Research and Key Findings in China

The Mothers & Newborns Studies in China seek to determine the health benefits to newborns of reducing in utero exposure to toxic air pollutants generated by coal burning.  China is the most populous nations in the world and, like many rapidly developing countries, has relied heavily on coal burning for low-cost energy production. The incomplete burning of fossil fuels–coal and other organic substances—releases into the air a group of chemicals called polycyclic aromatic hydrocarbons (PAH), which are the main exposure of our study.

The Center launched its first study in 2001 in Tongliang, a city where a centrally located coal-fired power plant was the major source of air pollution. In 2004, local officials shut down the plant, creating an ideal natural experiment in which the effects of energy-related air pollution on children’s health could be studied before and after the plant’s closure. The study tracked three distinct cohorts of pregnant women and their children: one that was enrolled while the plant was still operating, and two that were enrolled after local authorities shut the facility down.

Data collection for the Tongliang study has ended, and we are now focusing on analyzing the extensive body of data and biospecimens that we have collected.

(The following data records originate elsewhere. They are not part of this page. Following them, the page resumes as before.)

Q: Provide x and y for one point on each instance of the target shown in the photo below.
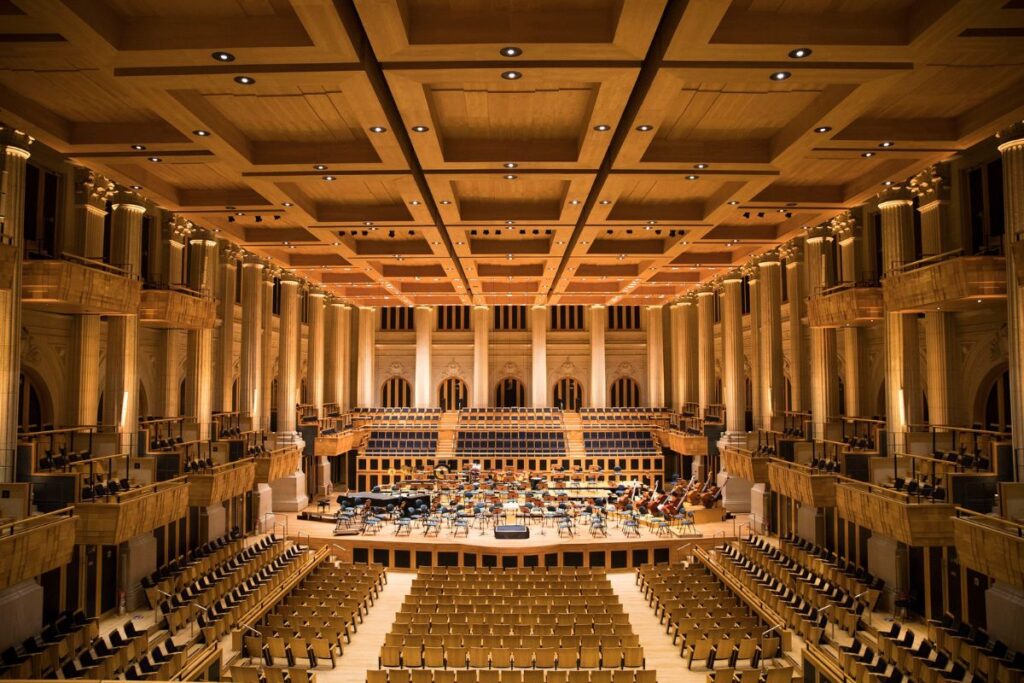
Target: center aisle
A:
(361, 653)
(657, 647)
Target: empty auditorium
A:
(512, 341)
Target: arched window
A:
(452, 394)
(568, 394)
(34, 410)
(510, 393)
(396, 393)
(625, 393)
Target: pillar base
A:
(139, 559)
(290, 493)
(22, 606)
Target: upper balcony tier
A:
(845, 304)
(176, 308)
(947, 282)
(75, 285)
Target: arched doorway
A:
(34, 409)
(625, 393)
(568, 394)
(396, 393)
(510, 393)
(452, 395)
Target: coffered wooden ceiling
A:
(644, 148)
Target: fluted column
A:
(336, 367)
(772, 379)
(732, 355)
(367, 356)
(121, 392)
(288, 359)
(945, 402)
(539, 331)
(424, 322)
(225, 340)
(199, 377)
(598, 381)
(250, 382)
(314, 349)
(86, 240)
(14, 146)
(903, 396)
(706, 348)
(824, 378)
(481, 359)
(1012, 148)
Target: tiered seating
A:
(619, 442)
(512, 619)
(798, 613)
(386, 442)
(710, 622)
(305, 630)
(225, 593)
(510, 442)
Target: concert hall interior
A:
(512, 341)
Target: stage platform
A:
(545, 547)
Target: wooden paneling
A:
(127, 515)
(178, 310)
(857, 305)
(36, 545)
(224, 482)
(955, 283)
(66, 287)
(991, 546)
(742, 464)
(890, 513)
(802, 484)
(281, 462)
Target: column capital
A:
(932, 184)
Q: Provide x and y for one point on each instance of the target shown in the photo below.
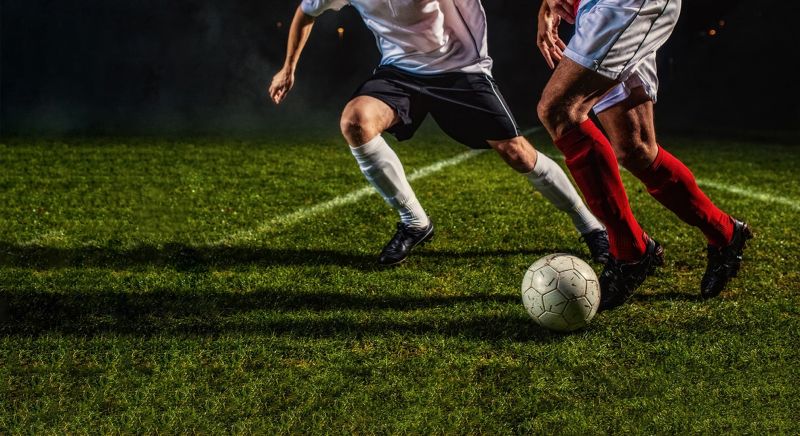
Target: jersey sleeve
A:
(315, 8)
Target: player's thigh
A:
(630, 127)
(569, 96)
(367, 112)
(473, 112)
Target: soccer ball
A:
(561, 292)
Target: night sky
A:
(112, 66)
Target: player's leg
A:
(631, 128)
(552, 182)
(471, 110)
(363, 121)
(564, 109)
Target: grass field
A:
(191, 286)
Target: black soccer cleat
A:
(619, 280)
(403, 241)
(597, 241)
(724, 263)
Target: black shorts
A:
(468, 107)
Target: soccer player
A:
(434, 61)
(609, 66)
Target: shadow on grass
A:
(667, 296)
(264, 313)
(199, 259)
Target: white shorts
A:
(619, 39)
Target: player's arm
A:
(547, 39)
(283, 82)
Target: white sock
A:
(383, 170)
(552, 182)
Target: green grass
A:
(124, 313)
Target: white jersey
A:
(422, 36)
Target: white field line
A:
(349, 198)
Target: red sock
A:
(593, 165)
(673, 185)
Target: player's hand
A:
(564, 9)
(547, 39)
(282, 83)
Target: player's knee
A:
(557, 115)
(517, 153)
(356, 127)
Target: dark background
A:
(201, 66)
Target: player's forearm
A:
(298, 35)
(544, 10)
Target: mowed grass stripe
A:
(750, 193)
(283, 221)
(349, 198)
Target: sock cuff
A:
(369, 148)
(571, 143)
(542, 166)
(650, 174)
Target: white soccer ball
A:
(561, 292)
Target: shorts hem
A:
(591, 64)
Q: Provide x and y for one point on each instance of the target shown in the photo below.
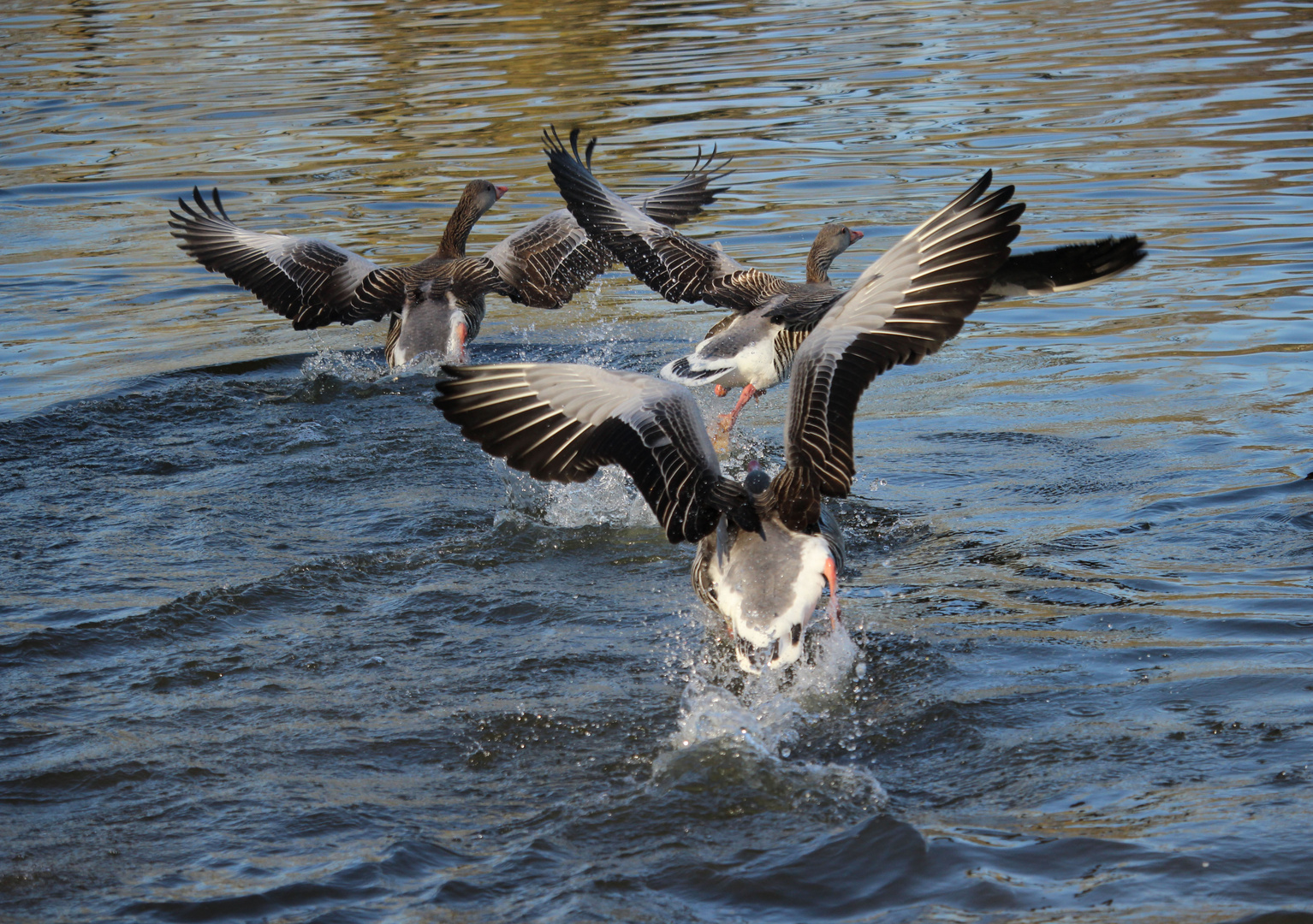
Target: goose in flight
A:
(766, 548)
(437, 305)
(754, 348)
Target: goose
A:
(754, 348)
(437, 305)
(767, 548)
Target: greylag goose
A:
(754, 348)
(437, 305)
(766, 548)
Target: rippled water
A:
(277, 645)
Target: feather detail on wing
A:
(304, 278)
(546, 263)
(561, 422)
(901, 309)
(674, 265)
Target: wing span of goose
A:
(561, 423)
(674, 265)
(901, 309)
(304, 278)
(1066, 267)
(549, 262)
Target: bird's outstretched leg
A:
(462, 354)
(833, 577)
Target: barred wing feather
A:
(901, 309)
(561, 423)
(679, 268)
(304, 278)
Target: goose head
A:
(478, 197)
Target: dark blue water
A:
(276, 645)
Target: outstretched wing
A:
(561, 422)
(901, 309)
(668, 262)
(1067, 267)
(546, 263)
(304, 278)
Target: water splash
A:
(737, 740)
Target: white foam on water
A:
(749, 737)
(347, 365)
(609, 498)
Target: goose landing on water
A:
(754, 348)
(437, 305)
(766, 548)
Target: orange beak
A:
(831, 575)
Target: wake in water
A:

Here you can explore more about our research and key findings in China:

Growth & Development

Cancer Risk & Genetic Susceptibility

New Studies in Taiyuan

In 2009, the Center launched a multi-level research program to track the benefits of broad government intervention in Taiyuan, the capital of the coal-rich Shanxi Province and one of the most polluted areas of the country.

Population-level Study

In August 2014, we published a manuscript in Environment International describing policies enacted in Taiyuan over ten years (2000-2009), along with trends in environmental monitoring data, and community-level health outcomes and estimates of the substantial cost savings achieved from the reduction of air-pollution-related morbidity and mortality. The manuscript reviews policies in Taiyuan that removed or shut down a number of major sources such as power plants, encouraged new and greener technology, set initiatives and standards for industrial pollution clean-up, and held local government and leaders responsible for reducing pollution in their jurisdictions.

Shanxi Daily

This led to reductions in air pollution and reductions in hospital admission rates, chronic bronchitis, and premature deaths from 2000-2009. The estimated cost savings as a result of lowered disease burden are 3.8 billion Yuan (or 618 million USD).

Our findings were reported in Shanxi daily, an official local newspaper and the most circulated paper in the Shanxi Province.

 

Individual-level Study

In November 2009, the Center began enrolling new serial prospective cohorts of pregnant women and their babies in Taiyuan and Changzhi, China. The latter is also located in the Shanxi Province but with markedly lower pollution levels. Our goal was to document the direct benefits of government policies enacted in Taiyuan on air quality, with the hope that such findings will encourage the adoption of pollution reduction efforts throughout the region.

A total of 1,260 mother-child pairs have been enrolled at three different time points, in 2009, 2011, and 2013. By recruiting successive cohorts during this time of rapid policy change, we are able to assess the effectiveness of those policy changes and estimate the health and neurodevelopmental benefits to the children, all of whom were screened and have completed consent forms approved by our partnering university’s Institutional Review Board (IRB).

Conference on translation of science to policy

Since 2001, we have continued to strengthen our partnerships with Chinese academic institutions and government entities including the region’s medical universities and center for disease control. In August 12-15, 2013, the Center co-hosted the Shanxi International Forum on Environment and Health. It was a landmark conference that brought together over 200 researchers and policymakers from different disciplines in China for the first time and was widely covered by the media.

Our official Shanxi Conference Report provides a summary of the conference.